Joe Hockey’s controversial first budget has dropped, but what does it mean for motorists? Sadly, it’s not great news – thanks mostly to an increase in the fuel excise.
From August, the government will index the price of fuel against inflation every six months – something no Australian government has done since 2001, when John Howard froze the fuel excise at 38.1 cents per litre.
In real-world numbers, it’s likely to see the price of fuel jump by about one cent per litre every year, while the government will collect $2.2 billion in revenue by 2018.
Break that down further and budget papers show the excise will deliver $168 million in revenue in the 2014/15 financial year, $380 million in 2015/16, $680 million in 2016/17 and $990 in 2017/18.

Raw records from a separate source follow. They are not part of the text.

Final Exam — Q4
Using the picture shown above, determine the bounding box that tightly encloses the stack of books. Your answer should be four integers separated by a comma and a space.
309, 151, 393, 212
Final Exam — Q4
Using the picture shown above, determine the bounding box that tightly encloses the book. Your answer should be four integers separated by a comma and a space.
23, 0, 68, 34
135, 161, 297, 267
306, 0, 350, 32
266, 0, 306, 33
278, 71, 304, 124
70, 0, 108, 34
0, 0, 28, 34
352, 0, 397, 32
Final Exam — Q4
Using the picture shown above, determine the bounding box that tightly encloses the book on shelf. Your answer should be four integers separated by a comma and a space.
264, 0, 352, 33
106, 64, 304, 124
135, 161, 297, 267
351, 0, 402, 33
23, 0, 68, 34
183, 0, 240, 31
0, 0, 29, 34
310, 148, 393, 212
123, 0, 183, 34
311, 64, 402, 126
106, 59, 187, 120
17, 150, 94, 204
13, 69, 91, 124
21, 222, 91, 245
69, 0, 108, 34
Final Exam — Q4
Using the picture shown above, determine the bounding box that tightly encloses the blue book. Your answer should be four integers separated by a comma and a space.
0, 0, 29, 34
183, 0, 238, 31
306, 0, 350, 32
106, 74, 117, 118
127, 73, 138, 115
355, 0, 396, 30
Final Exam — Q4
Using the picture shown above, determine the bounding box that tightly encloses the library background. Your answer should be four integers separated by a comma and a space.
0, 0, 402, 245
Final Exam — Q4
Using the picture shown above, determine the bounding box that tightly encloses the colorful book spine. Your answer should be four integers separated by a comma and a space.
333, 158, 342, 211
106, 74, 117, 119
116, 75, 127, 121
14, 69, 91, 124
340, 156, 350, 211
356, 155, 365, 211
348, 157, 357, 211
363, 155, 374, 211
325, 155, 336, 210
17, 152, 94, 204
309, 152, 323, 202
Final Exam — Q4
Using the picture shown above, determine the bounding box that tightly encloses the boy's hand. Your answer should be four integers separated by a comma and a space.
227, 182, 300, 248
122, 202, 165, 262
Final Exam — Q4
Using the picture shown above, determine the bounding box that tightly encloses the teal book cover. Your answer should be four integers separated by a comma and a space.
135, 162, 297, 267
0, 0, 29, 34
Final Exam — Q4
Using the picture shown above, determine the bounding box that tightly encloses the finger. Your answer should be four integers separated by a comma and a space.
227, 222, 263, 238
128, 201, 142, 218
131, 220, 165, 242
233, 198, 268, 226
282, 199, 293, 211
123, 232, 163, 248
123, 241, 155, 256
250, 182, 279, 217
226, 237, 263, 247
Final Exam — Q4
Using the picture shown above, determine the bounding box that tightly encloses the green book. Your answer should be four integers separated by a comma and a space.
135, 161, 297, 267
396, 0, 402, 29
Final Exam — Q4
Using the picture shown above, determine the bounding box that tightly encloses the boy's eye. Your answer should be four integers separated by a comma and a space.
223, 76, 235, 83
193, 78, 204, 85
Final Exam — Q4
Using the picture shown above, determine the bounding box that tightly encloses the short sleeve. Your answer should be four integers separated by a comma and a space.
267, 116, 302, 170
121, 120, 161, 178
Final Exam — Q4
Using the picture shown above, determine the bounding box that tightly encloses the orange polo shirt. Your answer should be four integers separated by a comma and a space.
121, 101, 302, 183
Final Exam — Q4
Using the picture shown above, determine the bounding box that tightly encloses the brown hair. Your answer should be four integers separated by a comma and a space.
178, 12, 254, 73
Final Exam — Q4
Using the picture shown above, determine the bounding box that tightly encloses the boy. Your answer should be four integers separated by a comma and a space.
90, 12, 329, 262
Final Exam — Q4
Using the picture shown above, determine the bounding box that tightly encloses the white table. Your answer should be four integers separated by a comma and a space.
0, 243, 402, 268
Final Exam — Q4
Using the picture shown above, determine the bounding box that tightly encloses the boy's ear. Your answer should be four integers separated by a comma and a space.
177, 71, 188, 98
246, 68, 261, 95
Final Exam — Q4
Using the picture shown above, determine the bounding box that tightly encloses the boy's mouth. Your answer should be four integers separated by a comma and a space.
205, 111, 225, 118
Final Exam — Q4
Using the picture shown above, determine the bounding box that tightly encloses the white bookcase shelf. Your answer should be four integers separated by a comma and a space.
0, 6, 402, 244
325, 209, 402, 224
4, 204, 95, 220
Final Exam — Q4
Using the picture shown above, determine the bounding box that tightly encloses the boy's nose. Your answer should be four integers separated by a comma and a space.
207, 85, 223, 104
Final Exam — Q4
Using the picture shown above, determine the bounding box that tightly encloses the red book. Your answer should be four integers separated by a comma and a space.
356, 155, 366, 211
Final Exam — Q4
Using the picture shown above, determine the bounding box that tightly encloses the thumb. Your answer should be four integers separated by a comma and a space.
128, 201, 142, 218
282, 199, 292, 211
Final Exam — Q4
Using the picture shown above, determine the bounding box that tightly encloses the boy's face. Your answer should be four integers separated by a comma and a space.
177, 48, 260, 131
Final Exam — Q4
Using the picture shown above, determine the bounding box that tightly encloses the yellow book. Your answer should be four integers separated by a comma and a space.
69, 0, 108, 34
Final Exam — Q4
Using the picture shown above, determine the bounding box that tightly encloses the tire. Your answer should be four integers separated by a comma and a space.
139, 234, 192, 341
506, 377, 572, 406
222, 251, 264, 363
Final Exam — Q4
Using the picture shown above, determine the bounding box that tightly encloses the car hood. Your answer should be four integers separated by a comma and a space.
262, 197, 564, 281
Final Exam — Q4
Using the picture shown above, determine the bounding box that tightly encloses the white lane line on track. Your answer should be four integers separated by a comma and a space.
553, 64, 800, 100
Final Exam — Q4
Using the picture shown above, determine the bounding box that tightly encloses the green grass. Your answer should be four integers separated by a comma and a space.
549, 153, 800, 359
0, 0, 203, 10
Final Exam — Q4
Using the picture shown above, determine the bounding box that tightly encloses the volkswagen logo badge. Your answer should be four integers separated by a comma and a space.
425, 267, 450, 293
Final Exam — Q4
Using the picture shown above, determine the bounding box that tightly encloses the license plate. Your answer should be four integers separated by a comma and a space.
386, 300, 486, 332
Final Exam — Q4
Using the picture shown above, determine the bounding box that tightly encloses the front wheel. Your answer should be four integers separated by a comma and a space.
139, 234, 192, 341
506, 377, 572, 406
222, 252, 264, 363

Hockey says every cent of this revenue will be funnelled into new road projects, such as Melbourne’s East West Link and the WestConnex tunnel in Sydney.
“Shovels will start moving within a matter of months,” Hockey said.

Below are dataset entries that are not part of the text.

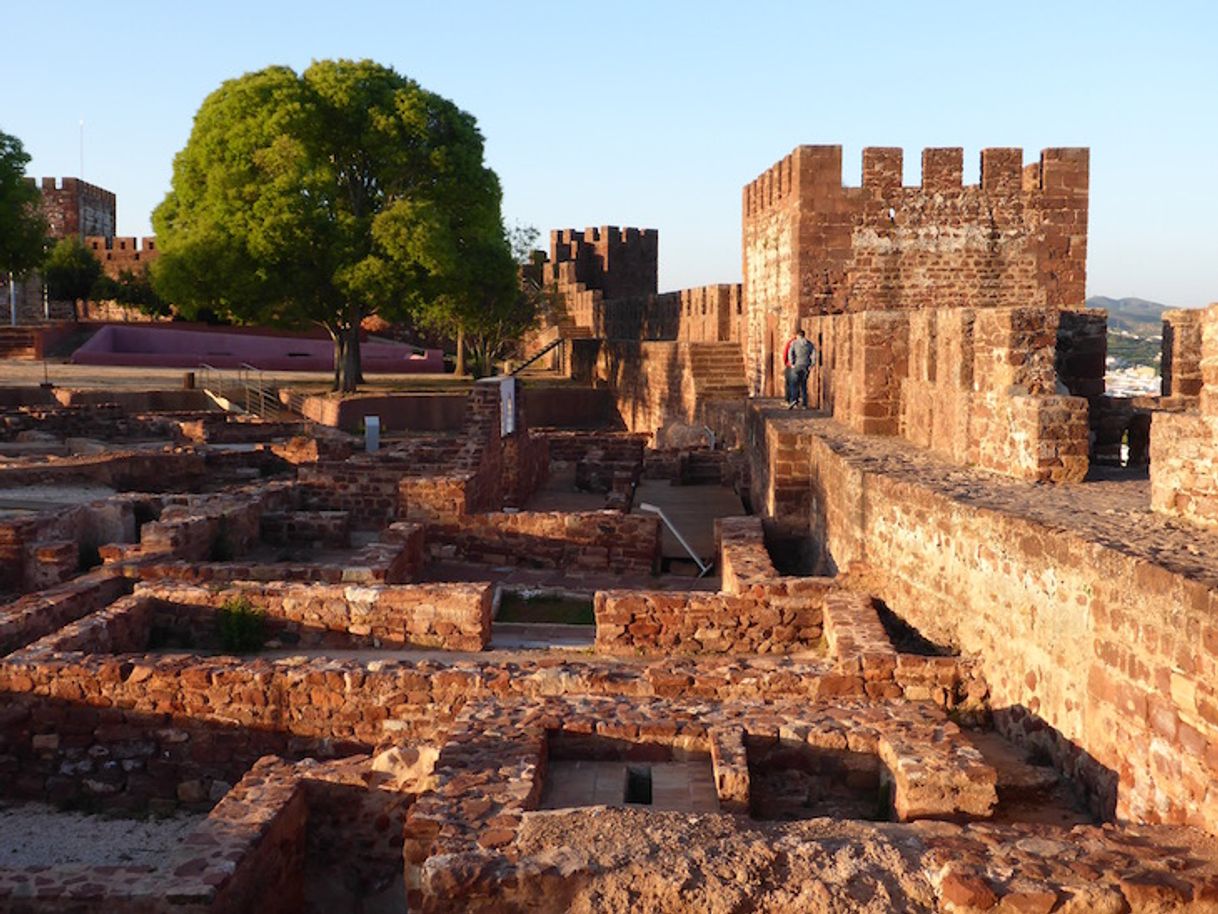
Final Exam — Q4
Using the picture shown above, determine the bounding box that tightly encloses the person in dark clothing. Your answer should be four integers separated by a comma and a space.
782, 328, 816, 409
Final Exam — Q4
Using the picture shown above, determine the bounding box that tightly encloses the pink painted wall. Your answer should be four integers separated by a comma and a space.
72, 324, 443, 374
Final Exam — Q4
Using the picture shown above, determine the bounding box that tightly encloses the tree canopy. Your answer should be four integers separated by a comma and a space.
152, 60, 510, 390
43, 235, 101, 319
0, 130, 46, 275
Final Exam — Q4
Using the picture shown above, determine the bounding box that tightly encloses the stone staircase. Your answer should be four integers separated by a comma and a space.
688, 342, 749, 403
0, 327, 38, 358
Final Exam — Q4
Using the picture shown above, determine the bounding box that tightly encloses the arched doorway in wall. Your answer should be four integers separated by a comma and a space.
761, 311, 778, 397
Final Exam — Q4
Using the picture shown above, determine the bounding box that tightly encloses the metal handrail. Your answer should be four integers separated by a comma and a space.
199, 362, 280, 419
512, 336, 564, 374
638, 501, 711, 578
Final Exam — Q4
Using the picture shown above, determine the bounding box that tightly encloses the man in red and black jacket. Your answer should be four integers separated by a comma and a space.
782, 328, 816, 409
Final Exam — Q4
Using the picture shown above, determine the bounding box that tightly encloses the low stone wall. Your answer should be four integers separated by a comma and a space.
403, 697, 996, 913
428, 511, 660, 575
1150, 303, 1218, 528
715, 515, 780, 593
593, 587, 821, 656
532, 429, 650, 463
0, 451, 206, 492
178, 413, 308, 444
137, 581, 493, 651
1150, 413, 1218, 528
0, 570, 130, 654
258, 511, 351, 548
0, 758, 308, 914
296, 459, 402, 530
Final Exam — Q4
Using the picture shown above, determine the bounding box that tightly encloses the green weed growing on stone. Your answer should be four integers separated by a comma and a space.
216, 597, 267, 653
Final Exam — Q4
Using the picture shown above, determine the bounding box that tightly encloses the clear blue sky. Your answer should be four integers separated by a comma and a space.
0, 0, 1218, 307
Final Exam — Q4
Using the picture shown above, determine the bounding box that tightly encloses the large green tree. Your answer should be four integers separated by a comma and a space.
43, 235, 102, 318
0, 130, 46, 285
152, 60, 510, 390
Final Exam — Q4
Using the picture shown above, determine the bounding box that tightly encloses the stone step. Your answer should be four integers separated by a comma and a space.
963, 730, 1061, 803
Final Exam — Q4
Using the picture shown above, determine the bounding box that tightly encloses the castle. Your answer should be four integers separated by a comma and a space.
0, 178, 160, 324
0, 146, 1218, 914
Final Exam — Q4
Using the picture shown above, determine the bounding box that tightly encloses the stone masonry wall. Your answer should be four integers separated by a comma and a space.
754, 411, 1218, 829
85, 234, 161, 279
135, 581, 492, 651
593, 589, 823, 657
1162, 308, 1203, 397
1150, 303, 1218, 528
596, 341, 747, 446
803, 307, 1089, 483
742, 146, 1088, 396
428, 511, 660, 575
27, 178, 116, 240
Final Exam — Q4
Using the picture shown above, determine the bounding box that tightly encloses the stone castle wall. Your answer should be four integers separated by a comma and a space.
749, 407, 1218, 827
1150, 303, 1218, 526
743, 146, 1088, 395
84, 235, 161, 279
27, 178, 117, 240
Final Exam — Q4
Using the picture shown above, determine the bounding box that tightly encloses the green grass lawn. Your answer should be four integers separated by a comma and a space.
496, 591, 596, 625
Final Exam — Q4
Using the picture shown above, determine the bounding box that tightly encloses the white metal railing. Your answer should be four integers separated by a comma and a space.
638, 501, 711, 578
199, 362, 284, 419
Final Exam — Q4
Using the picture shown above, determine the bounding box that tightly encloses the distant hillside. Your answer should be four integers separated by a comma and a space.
1086, 295, 1172, 340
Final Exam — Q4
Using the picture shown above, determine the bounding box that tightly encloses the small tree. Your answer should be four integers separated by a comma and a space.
0, 130, 46, 305
423, 225, 548, 375
43, 235, 102, 319
93, 269, 173, 317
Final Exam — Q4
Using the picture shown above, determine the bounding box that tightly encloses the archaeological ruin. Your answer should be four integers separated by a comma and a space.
0, 146, 1218, 914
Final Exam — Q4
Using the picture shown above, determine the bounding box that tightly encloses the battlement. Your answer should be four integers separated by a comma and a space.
26, 178, 117, 238
544, 225, 660, 299
26, 177, 116, 201
84, 235, 160, 260
744, 146, 1089, 216
84, 235, 161, 279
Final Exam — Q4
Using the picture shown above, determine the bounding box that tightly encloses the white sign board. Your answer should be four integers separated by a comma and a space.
499, 375, 516, 438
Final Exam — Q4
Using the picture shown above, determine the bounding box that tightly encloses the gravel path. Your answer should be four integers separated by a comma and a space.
0, 803, 206, 868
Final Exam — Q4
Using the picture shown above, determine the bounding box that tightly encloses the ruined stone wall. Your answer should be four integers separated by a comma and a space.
135, 581, 492, 651
593, 584, 825, 657
297, 459, 402, 529
596, 341, 747, 446
804, 307, 1102, 481
753, 409, 1218, 827
1150, 303, 1218, 526
84, 233, 161, 279
743, 146, 1088, 395
0, 451, 206, 492
1162, 308, 1203, 397
428, 511, 660, 575
0, 570, 130, 654
27, 178, 116, 240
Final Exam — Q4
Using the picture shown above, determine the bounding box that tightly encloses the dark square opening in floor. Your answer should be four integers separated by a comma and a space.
540, 730, 719, 813
744, 736, 892, 821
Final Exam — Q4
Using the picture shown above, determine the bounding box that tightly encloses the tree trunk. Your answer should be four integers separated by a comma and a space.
351, 327, 364, 385
453, 327, 465, 377
325, 324, 343, 390
339, 324, 359, 394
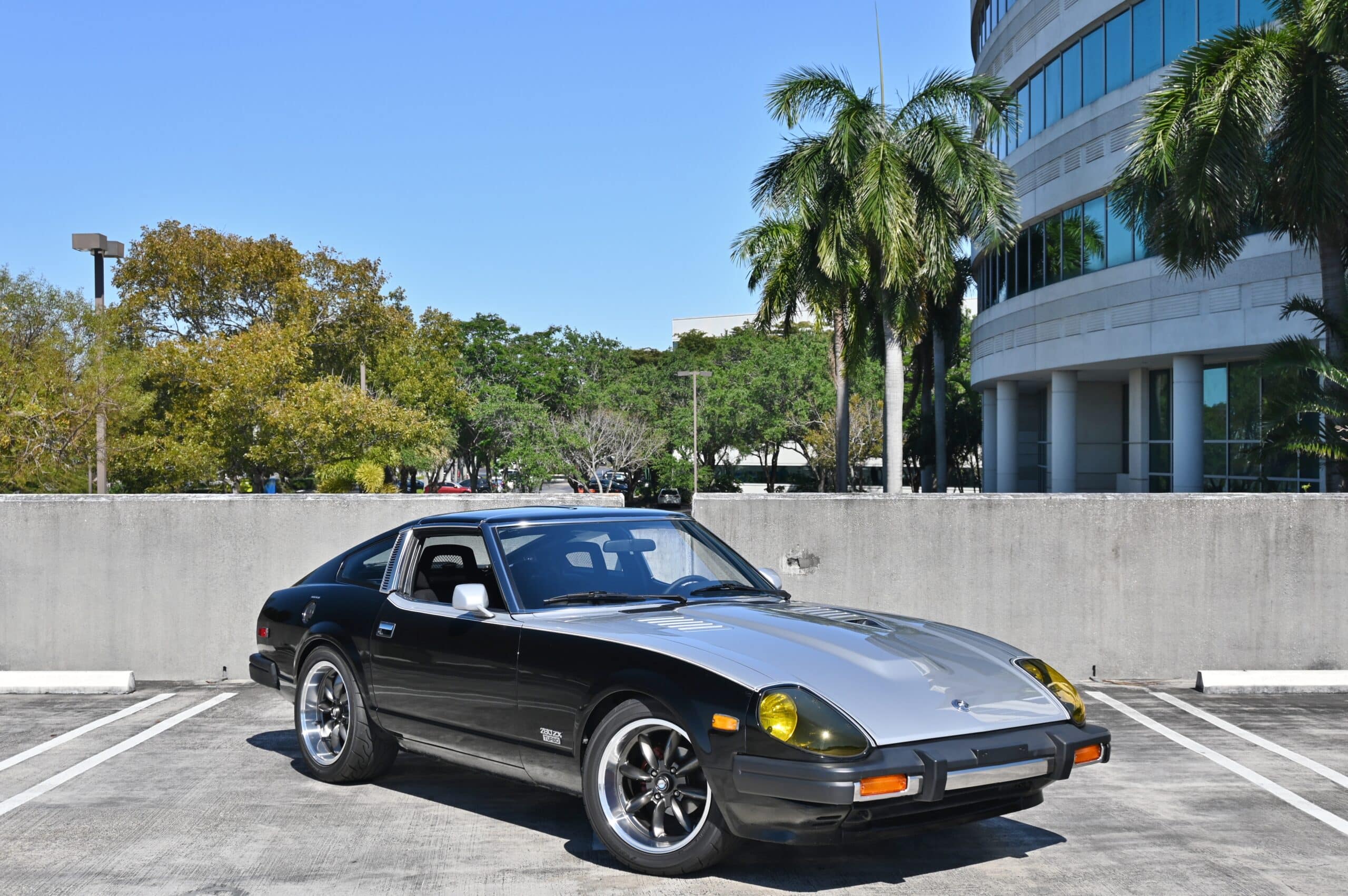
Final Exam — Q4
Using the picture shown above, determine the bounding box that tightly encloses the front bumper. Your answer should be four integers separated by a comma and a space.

“But these projects will do more than create construction jobs. They will inject money into communities, lower business costs and reduce congestion. This will improve living standards across the country.
“And to help pay for this, the government is re-introducing fuel indexation where every dollar raised by the increases will be linked by law to the road-building budget.”
Motoring groups, however, have vowed to fight the fuel rise and are seeking a fairer use of the funds.
“Motorists expected a fairer deal from this Budget, they are sick and tired of paying taxes and not seeing a fair return on their investment,” Australian Automobile Association chief executive Andrew McKellar said.
“Only a fraction of fuel excise is invested on transport infrastructure by the federal government and this Budget provides an opportunity to get a better deal through a fairer direct link.
“Motorists want a guaranteed share of fuel excise returned to transport funding in order to stop the Budget 'drip-feed' of investment.”
NRMA president Wendy Machin also criticised the petrol tax increase.
“The federal government already collects more than it spends on roads and transport infrastructure, so there is absolutely no basis for this unfair tax hike,” Machin said.